Once the standard for mobile enterprise technology, large corporation continue to drop BlackBerry for its employees’ use. Last October, the U.S. Immigration and Customs Enforcement agency said it would get rid of their BlackBerrys. The agency said it bought $2.1 million iPhones for its 17,600-plus employees. Other agencies soon followed with announcements by the National Transportation Safety Board and recently from abroad, Australia’s Treasury Department.
News of The Home Depot, Inc. (NYSE:HD)’s departure hit BlackBerry shares hard on Monday as they fell 6 percent to trade as low as $15.29. It has slightly rebounded and is only trading down 4 percent to $15.79.

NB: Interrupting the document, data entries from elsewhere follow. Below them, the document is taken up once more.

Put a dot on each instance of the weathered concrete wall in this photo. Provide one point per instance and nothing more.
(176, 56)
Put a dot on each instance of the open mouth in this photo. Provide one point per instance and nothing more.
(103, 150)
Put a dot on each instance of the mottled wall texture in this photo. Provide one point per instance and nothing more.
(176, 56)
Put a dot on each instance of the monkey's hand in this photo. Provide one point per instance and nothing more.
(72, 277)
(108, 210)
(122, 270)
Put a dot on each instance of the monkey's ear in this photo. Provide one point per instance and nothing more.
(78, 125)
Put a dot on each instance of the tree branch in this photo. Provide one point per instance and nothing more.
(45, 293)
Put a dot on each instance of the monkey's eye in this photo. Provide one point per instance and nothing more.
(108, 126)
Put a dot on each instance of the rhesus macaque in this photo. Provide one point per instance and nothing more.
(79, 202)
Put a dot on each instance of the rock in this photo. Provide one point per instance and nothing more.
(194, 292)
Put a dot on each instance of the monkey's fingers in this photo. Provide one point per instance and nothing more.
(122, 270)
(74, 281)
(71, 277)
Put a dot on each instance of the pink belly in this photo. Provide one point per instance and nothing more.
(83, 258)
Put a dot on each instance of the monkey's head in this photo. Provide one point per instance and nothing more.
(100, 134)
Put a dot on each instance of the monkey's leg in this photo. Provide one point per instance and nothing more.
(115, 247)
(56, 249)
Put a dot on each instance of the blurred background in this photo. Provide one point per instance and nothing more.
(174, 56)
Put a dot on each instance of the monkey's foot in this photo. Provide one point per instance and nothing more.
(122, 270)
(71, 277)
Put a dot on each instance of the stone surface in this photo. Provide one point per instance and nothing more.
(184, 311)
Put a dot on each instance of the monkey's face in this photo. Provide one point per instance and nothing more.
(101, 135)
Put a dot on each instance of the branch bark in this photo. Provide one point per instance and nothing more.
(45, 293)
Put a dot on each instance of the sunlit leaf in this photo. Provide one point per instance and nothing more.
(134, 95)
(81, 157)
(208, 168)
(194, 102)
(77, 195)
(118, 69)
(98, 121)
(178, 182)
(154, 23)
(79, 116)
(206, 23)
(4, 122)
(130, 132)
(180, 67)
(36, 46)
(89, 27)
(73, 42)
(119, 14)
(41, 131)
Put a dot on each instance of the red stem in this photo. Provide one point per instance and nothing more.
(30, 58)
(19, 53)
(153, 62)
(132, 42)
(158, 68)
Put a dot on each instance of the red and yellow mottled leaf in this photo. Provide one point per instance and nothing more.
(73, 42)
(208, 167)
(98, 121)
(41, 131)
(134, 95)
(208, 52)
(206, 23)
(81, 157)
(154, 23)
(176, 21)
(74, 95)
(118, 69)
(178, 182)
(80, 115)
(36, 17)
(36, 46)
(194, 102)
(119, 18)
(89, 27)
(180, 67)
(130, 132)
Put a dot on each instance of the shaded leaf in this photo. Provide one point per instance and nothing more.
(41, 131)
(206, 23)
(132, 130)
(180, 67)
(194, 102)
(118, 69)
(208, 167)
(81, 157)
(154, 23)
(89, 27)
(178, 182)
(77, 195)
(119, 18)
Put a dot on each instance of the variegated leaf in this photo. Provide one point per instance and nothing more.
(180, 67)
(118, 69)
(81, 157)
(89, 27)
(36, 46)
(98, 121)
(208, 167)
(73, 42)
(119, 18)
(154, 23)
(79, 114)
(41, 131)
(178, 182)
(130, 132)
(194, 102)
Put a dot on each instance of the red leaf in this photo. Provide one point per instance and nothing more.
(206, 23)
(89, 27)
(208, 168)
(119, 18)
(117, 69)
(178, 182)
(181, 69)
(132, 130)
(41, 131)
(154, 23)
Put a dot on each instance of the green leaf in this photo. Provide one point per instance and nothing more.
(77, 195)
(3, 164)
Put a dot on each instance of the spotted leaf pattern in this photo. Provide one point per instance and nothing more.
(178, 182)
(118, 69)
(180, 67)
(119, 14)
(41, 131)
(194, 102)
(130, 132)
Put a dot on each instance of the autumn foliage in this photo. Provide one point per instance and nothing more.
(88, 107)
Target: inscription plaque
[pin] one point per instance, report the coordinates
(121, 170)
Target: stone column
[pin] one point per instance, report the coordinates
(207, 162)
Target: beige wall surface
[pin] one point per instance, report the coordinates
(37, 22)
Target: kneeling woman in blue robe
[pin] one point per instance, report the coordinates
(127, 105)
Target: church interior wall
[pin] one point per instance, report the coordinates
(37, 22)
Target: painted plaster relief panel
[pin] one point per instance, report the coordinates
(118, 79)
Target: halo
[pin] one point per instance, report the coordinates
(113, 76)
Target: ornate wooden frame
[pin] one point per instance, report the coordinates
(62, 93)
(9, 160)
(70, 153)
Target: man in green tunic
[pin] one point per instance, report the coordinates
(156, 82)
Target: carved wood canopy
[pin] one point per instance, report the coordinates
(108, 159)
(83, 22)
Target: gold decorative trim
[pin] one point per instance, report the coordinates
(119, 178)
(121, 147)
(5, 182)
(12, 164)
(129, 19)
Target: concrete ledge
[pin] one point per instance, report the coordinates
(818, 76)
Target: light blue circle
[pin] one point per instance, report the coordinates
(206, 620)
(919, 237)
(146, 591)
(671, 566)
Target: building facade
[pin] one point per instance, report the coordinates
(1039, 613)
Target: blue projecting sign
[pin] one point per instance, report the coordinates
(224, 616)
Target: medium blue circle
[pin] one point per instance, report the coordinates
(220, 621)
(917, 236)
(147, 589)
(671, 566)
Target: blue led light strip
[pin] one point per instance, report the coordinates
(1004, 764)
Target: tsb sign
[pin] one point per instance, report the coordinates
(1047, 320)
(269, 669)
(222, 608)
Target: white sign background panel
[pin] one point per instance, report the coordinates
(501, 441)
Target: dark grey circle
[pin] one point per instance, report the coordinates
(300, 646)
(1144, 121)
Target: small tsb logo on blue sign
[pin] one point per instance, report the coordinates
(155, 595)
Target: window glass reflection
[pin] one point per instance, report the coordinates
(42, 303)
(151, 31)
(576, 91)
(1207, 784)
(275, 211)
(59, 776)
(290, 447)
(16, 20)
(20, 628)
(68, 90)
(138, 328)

It’s been a back and forth year so far for the company’s stock. Earlier, it jumped 39 percent due to the optimism for the upcoming BlackBerry 10 operating system launch. Even though there were good reviews for its new flagship phone, BlackBerry’s stock fell after the news of these changes.
According to Bloomberg, the stock’s decline could be attributed to two factors:
- BlackBerry did not say when U.S. phone sales would begin and the phone’s cost is either
- $149 or $199–much higher than Android phones with their $99, $49, or zero cost.
The company already launched the new BlackBerry Z10 smartphone last week in Canada. It was very well received and RIM went so far as to say it represented the best debut for a BlackBerry.
In a statement last Wednesday, Research In Motion Ltd (NASDAQ:BBRY) (TSE:BB)’s chief executive, Thorsten Heins said, “In Canada, yesterday was the best day ever for the first day of a launch of a new BlackBerry smartphone. In fact, it was more than 50 [per cent] better than any other launch day in our history in Canada.”
But will it receive the same warm welcome in the United States?